Jean-François Copé lors d'une réunion le 3 juillet 2013.

Jean-François Copé est un grand brûlé de la vie politique. Mais il n'a pas l'intention de renoncer. Après la bombe de l'affaire Bygmalion et la victoire de Marine Le Pen aux élections européennes, ses ennemis ont eu sa peau. Le 27 mai, après un bureau politique houleux, le patron de l'UMP a été forcé à la démission. Pourtant, une obsession le tient debout : devenir président de la République.

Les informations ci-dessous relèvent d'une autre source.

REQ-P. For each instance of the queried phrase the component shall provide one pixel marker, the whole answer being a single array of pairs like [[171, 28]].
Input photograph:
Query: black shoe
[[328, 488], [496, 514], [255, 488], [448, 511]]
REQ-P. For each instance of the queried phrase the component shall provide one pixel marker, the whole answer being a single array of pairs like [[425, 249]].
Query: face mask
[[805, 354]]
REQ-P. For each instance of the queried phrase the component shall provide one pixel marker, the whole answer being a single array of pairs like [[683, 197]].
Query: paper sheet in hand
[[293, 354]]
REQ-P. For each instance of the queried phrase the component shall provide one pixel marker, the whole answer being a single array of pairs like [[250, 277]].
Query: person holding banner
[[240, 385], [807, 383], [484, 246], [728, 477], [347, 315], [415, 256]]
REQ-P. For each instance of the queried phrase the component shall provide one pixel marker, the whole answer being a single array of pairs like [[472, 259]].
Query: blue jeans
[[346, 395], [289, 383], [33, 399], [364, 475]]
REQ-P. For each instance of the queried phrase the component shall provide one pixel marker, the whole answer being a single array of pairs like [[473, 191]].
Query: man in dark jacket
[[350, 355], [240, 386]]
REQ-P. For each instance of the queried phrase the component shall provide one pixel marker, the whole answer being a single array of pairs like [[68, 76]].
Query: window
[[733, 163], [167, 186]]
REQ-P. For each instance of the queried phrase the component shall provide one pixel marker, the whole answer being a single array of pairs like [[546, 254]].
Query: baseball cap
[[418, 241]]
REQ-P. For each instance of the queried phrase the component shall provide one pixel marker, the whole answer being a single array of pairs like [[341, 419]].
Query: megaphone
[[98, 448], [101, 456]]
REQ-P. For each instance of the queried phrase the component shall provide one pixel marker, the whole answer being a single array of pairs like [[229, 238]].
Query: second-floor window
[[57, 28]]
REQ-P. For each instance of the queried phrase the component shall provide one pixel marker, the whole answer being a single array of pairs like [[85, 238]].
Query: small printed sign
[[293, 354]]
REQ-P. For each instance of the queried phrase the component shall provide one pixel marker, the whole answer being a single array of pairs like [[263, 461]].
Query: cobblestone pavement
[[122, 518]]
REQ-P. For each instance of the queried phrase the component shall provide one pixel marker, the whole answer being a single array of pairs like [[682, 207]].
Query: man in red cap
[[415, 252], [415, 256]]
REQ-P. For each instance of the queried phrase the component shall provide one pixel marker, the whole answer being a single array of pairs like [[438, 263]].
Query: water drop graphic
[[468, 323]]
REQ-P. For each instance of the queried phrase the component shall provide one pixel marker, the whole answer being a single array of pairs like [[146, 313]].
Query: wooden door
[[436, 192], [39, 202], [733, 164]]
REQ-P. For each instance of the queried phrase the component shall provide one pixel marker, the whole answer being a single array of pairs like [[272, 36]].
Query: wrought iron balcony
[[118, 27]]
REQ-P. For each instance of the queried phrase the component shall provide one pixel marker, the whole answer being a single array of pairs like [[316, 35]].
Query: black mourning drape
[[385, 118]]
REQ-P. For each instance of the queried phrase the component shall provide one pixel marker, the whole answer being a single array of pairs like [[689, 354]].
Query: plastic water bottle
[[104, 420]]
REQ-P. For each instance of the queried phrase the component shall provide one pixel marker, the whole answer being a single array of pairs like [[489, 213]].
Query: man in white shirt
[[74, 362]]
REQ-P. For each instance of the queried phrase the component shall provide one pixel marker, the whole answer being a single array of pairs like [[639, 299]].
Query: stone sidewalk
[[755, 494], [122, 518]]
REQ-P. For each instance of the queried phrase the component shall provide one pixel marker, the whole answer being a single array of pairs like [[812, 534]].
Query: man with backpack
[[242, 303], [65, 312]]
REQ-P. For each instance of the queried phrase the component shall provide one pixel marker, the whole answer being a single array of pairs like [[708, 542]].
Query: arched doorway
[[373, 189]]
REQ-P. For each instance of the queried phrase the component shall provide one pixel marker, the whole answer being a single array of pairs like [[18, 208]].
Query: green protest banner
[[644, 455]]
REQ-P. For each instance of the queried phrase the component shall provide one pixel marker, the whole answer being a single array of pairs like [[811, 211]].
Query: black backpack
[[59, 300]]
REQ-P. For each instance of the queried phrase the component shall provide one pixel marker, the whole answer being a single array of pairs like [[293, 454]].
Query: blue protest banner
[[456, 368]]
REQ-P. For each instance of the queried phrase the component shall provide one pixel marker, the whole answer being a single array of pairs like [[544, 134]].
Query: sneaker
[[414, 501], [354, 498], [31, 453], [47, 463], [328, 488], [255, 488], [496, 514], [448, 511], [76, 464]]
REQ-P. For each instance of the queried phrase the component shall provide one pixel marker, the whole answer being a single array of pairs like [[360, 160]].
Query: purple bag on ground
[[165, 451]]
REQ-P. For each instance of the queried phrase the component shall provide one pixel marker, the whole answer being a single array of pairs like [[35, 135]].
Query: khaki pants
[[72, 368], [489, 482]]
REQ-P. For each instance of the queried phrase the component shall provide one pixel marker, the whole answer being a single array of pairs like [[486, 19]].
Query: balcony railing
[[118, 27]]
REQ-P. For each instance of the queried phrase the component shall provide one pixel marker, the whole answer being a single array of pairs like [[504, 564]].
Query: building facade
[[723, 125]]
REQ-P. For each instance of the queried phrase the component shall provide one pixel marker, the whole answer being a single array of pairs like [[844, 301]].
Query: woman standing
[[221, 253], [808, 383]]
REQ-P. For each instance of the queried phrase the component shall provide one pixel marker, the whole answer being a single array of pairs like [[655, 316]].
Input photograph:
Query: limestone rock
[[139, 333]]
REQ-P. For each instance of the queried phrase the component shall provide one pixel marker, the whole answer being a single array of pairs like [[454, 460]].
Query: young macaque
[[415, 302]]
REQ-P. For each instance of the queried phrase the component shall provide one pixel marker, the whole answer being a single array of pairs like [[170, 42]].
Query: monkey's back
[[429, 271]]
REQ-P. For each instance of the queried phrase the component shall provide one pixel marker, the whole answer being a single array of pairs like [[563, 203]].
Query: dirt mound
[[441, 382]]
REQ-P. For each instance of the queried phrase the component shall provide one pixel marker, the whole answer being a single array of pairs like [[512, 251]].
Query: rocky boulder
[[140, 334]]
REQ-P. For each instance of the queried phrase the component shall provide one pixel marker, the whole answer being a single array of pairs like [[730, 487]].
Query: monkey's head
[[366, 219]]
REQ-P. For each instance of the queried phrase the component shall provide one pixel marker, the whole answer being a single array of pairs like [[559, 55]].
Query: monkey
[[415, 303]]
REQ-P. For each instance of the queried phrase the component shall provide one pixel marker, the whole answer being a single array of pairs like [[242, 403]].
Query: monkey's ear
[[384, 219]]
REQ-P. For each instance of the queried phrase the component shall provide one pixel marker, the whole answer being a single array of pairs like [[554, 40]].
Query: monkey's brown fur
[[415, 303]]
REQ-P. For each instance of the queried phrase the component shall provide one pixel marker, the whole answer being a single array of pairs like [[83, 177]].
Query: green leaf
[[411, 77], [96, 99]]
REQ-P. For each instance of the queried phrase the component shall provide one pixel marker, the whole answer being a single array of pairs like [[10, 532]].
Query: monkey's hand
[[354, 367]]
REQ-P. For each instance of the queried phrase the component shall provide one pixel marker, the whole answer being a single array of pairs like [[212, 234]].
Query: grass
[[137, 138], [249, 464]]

Alors, s'il continue sa traversée du désert, le député-maire UMP de Meaux tient à faire savoir qu'il travaille toujours à son projet et qu'il reviendra bientôt, du moins l'espère-t-il, sur le devant de la scène politique française. Ce vendredi, il a lancé son blog pour le crier haut et fort. "J'ai réalisé que mon devoir était de comprendre et d'analyser ce désespoir (des Français). De ne pas le rejeter. D'assumer un regard critique sur nos échecs. De me mettre à l'écoute, de chercher, de trouver des solutions pour sortir de l'impasse. En un mot, de faire de la politique autrement", explique-t-il dans son premier billet posté sur jfcope.fr.

"Plus de médias"

L'ancien patron de l'UMP veut croire que cette traversée du désert peut lui être bénéfique pour la suite de sa vie politique. "Ce recul politique qui s'impose, oui, c'est une épreuve. Mais si, paradoxalement, cette épreuve était aussi une vraie chance ?" glisse-t-il encore. Désireux de rompre avec ses pratiques d'antan, Copé promet de continuer à s'astreindre à une règle de vie stricte...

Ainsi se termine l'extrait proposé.